As the Boston Globe reported in early August, Democratic leaders
have recently convened a series of closed-door discussions aimed at
devising a "more aggressive foreign policy that focuses heavily on
threats they say are being neglected by the Bush administration."
In particular, they hope to offer a strategy for curbing nuclear
proliferation and dealing with those perennial diplomatic
flashpoints, Iran and North Korea.
Their progress is not reassuring. Consider the foreign policy
vision sketched by Nancy Pelosi and Harry Reid, respectively the
Democratic leaders of the House and Senate, in a USA Today
op-ed this week. In it, the authors show, as the
headline writer perhaps too sympathetically puts it, how to
"effectively confront nuclear threat from terrorists."
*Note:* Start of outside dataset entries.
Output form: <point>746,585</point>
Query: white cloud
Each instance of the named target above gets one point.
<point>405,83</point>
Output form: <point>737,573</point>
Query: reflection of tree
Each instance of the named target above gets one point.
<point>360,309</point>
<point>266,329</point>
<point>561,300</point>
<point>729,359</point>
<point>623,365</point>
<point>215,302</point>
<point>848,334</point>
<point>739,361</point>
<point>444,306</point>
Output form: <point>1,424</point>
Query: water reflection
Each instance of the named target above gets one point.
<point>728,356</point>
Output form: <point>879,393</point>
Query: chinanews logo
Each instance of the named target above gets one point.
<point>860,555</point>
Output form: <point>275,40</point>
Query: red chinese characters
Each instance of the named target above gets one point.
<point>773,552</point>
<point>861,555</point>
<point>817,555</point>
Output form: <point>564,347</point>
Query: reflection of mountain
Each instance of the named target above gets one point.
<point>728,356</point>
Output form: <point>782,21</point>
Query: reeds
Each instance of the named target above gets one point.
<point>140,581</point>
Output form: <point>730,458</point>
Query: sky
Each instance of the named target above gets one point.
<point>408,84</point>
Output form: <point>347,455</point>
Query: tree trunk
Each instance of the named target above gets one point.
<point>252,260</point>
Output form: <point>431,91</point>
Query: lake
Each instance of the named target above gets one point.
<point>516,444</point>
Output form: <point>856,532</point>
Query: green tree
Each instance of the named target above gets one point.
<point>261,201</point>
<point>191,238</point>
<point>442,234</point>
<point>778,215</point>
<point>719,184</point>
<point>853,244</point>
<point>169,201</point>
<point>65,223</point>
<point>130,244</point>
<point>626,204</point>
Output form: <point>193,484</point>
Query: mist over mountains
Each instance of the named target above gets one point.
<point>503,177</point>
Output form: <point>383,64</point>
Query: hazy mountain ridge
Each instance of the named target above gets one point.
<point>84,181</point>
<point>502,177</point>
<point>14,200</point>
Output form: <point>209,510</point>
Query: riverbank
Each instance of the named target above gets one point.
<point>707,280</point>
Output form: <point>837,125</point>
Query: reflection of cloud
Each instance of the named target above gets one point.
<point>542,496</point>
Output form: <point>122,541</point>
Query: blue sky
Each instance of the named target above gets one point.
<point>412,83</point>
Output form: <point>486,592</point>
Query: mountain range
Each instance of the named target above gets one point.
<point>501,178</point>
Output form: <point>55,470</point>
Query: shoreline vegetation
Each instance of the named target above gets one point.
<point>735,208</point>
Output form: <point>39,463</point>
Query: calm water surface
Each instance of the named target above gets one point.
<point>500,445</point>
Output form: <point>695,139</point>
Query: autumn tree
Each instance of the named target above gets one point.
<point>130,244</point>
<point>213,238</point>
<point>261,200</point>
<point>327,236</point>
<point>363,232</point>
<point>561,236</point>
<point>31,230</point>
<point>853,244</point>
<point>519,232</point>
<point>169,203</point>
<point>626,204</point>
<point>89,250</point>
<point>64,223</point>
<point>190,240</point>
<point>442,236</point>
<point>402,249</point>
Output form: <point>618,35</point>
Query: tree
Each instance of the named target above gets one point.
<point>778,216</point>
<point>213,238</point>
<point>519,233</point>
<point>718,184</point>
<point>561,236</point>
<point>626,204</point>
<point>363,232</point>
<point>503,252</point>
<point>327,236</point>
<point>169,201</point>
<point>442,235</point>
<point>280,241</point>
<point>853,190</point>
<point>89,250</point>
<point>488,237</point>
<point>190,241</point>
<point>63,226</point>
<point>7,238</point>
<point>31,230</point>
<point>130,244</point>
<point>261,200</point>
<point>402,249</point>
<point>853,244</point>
So what do the Democratic leaders propose? Most important, they
note, is to "track down and secure loose nuclear weapons and
material," especially in Russia, where there is "enough usable
material for 80,000 nuclear weapons, and less than half of its
nuclear weapons and materials have been protected from theft."
Hence the authors conclude that "[w]e need to move from a policy of
assistance to a partnership so that Americans and Russians work
together on a plan against this common threat."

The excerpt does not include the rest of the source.